I love to cook outside over live fire. So it’ll be my Weber grill. Yeah, I don’t know some of you guys over there – we’ve got an American chap called Christian Stevenson, aka DJ Barbecue. You can check him out on Instagram, DJ Barbecue, and I’m a big fan. And so I love cooking outdoors over live fire. So my favorite bit of gear would be the grill.

AB 41:19

Oh, awesome. Okay, and what’s your most essential outdoor gear?

BC 41:22

So you know, I was weighing this up because you think a phone wouldn’t you? You know, if you get into trouble, you get stuck. And then I’ve also got my work boots, which, you know, I put on every day. So it’s a toss up between my boots and the phone. So, but I’d have to go with the boots because you know, you can’t go barefoot. So I’ll take that risk. And I’ll take the boots.

AB 41:51

Love it. All right. And we like to close out with our guest’s favorite outdoor moment, just sort of take us – if you close your eyes and imagine yourself just in that best moment you’ve ever had outside. Can you describe that for us? And where are you and what are you doing?

BC 42:11

Yeah, I’ll take you back to Shirken again. And there was a week where my parents came over to visit sights all I was like stoked to go and show them.
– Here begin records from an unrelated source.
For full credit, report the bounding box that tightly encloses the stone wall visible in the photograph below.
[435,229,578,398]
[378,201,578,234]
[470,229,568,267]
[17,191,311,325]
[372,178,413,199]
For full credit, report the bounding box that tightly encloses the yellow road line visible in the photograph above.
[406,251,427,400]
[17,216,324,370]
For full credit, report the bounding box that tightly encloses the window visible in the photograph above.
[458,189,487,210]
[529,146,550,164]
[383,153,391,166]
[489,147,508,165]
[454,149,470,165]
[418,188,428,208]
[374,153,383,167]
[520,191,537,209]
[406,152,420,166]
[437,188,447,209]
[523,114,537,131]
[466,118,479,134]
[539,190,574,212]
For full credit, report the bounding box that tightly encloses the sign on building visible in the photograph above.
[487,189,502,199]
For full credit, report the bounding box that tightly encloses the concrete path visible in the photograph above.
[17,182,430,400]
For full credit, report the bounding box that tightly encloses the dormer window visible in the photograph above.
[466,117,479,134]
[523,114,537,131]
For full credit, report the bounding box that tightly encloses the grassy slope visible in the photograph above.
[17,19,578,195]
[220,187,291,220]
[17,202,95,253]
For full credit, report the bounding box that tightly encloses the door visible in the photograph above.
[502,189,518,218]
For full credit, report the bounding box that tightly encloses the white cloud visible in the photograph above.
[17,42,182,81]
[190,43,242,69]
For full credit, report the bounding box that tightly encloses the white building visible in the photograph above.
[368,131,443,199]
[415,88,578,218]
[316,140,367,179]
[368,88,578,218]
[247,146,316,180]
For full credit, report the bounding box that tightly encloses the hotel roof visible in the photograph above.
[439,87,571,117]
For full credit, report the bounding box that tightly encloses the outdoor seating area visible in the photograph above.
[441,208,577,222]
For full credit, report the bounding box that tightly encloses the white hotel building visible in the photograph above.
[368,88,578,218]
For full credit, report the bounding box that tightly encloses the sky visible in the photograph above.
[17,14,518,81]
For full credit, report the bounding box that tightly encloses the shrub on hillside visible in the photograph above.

I called this place Bat Alley where the trees were like all haunting. And then this big lake and I managed to get like a rowing boat. And me and dad went out on the lake on Sherkin. And mum was sort of laying down on the hill sort of looking at us and chilling out and sort of that is, was one of the best sort of moments I had on that island. Because you’re sort of, you know, you’ve been on the island for ages, and you haven’t been able to share anything with anyone because there was no phone signal there and your friends aren’t there and your family’s not there. So when my parents came out, that was quite a special thing to actually share what I’d enjoyed for days on ends and then to have them for that sort of moment was pretty good.

AB 43:05

Awesome. Ben, thank you so much for joining us on Humans Outside today. It’s been so nice to have you.

BC 43:08

It’s been good to speak to you guys on that side of the pond.